5 Ways To Be Profitable With Increasing Wages
Updated: May 17
Labor costs must be on everyone’s radar and game plan if you are running a profitable operation. The federal minimum wage is $7.25, but many cities and states are proposing much higher rates, like Los Angeles and Seattle, which will see a $15 minimum wage within the coming years. As many states and cities are heading towards a $15 minimum wage, the fight is all over the map with union leaders, government heads, business owners and more arguing their reasoning for and against it.
Most, if not all, restaurant owners know that this will affect their bottom line, as many of front of the house workers receive minimum wage, while other services used (such as cooks, drivers, payroll tax and more) will begin to increase as a result, as the pay gap must stay within a similar ratio. For example, your highly skilled grill cook at $16/hr will want/need a raise when your new, less skilled grill cook is starting at $15/hr fresh off the fryer.
We will not discuss the outcome or reasoning for the increases at this time, as there are numerous differing opinions and current data seems to be biased, or is in its early stage of results.
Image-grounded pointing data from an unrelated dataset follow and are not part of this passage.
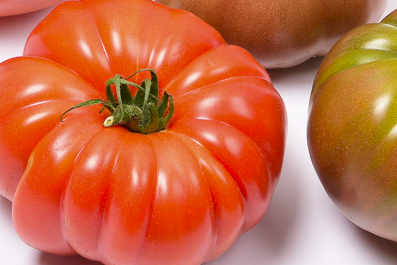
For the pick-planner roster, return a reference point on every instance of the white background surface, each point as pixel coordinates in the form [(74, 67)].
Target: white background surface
[(302, 226)]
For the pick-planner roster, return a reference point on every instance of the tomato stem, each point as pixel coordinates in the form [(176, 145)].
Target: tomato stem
[(143, 113)]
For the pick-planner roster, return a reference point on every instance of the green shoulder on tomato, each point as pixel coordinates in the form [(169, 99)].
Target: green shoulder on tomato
[(283, 33), (352, 126)]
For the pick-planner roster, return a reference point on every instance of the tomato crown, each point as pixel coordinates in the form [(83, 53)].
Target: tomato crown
[(144, 113)]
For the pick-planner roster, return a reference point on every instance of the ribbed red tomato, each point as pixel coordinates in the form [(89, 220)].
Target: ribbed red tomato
[(179, 195)]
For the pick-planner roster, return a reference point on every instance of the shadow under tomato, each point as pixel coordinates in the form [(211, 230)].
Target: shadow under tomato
[(51, 259), (17, 26), (297, 73), (380, 246)]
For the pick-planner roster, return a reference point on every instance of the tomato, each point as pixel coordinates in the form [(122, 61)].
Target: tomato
[(284, 33), (179, 195), (352, 126), (16, 7)]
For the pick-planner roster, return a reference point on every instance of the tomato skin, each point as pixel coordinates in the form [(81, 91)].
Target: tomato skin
[(179, 196), (351, 127), (284, 33), (16, 7)]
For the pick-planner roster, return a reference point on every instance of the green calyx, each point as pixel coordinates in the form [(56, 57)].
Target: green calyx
[(143, 113)]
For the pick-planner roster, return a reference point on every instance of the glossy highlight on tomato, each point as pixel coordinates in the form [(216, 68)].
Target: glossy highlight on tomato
[(180, 195), (352, 126)]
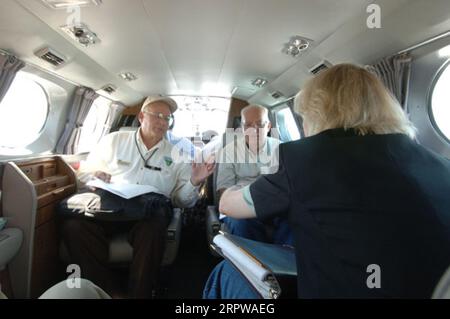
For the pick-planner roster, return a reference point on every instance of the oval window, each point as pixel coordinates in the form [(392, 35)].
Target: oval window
[(440, 102), (23, 112)]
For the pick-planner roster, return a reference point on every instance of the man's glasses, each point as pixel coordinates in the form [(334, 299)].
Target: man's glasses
[(167, 118), (254, 125)]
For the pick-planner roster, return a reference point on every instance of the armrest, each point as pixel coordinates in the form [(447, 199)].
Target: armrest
[(212, 220), (213, 226), (10, 242)]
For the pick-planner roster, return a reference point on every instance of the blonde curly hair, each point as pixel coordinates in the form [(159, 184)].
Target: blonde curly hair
[(348, 96)]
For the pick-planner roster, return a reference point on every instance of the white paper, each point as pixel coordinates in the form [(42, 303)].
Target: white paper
[(126, 191), (254, 271)]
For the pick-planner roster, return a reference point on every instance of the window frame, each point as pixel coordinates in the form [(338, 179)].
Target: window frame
[(430, 112)]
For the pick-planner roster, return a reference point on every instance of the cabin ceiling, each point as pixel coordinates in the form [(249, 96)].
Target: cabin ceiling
[(210, 47)]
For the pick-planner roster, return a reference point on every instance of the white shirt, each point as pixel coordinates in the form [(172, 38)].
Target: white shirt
[(240, 166), (117, 154)]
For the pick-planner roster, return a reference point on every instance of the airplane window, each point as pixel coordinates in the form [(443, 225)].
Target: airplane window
[(93, 125), (440, 103), (23, 112), (287, 125), (196, 115)]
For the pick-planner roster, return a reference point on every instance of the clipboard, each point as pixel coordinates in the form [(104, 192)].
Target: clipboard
[(262, 265)]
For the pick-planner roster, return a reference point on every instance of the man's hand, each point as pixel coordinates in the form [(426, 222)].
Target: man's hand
[(103, 176), (201, 171)]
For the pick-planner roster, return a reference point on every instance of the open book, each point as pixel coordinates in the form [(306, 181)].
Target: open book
[(126, 191), (260, 263)]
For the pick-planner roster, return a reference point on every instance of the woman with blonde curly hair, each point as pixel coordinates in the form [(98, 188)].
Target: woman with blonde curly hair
[(369, 207)]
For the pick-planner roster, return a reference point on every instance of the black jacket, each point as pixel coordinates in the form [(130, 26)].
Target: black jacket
[(357, 202)]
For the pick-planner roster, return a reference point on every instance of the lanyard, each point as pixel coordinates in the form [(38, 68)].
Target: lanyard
[(146, 165)]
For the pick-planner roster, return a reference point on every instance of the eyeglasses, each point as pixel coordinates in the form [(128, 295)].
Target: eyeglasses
[(167, 118), (254, 125)]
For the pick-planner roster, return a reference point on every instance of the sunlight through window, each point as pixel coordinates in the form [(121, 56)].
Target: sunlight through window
[(23, 112), (440, 103)]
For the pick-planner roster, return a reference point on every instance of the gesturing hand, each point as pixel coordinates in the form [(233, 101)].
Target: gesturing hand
[(201, 171)]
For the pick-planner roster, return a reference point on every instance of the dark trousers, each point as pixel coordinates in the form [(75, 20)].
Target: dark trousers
[(87, 241)]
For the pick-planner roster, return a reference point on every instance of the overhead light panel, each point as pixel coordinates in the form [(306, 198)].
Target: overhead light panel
[(259, 82), (64, 4), (128, 76), (296, 46), (51, 56), (109, 88), (82, 34)]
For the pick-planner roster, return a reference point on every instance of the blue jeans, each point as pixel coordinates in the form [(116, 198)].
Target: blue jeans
[(255, 230), (225, 282)]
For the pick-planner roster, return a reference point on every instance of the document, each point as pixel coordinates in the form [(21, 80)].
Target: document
[(126, 191)]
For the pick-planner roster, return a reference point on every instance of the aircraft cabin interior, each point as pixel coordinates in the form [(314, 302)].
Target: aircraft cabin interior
[(76, 75)]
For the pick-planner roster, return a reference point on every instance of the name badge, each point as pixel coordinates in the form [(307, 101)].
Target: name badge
[(121, 162)]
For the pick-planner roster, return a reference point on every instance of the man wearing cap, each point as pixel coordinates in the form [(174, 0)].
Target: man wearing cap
[(144, 157)]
What we can say, is that it is obvious, the more green we pay, the more we must save in some other way.
Most restaurants will find labor cost control most difficult when it comes to lowering costs while still producing outstanding service and dishes, but you must not give up!
Here are 5 ways to beat the minimum wage game:
1.Know your labor costs during the daily dining slots. “What is this that,” you may ask? Many times, you may look at your payroll vs sales and think, “hey, we didn’t do well on that day.” But, you must cut it up into breakfast, lunch and dinner. What you need to do is calculate your sales during all your dining periods of the day in order to understand what times slots are bleeding your labor dollars. Once you have a better sense of the slow times, you can work with your staff and prep times accordingly. Many times you will see overstaffing and understaffing during the wrong times.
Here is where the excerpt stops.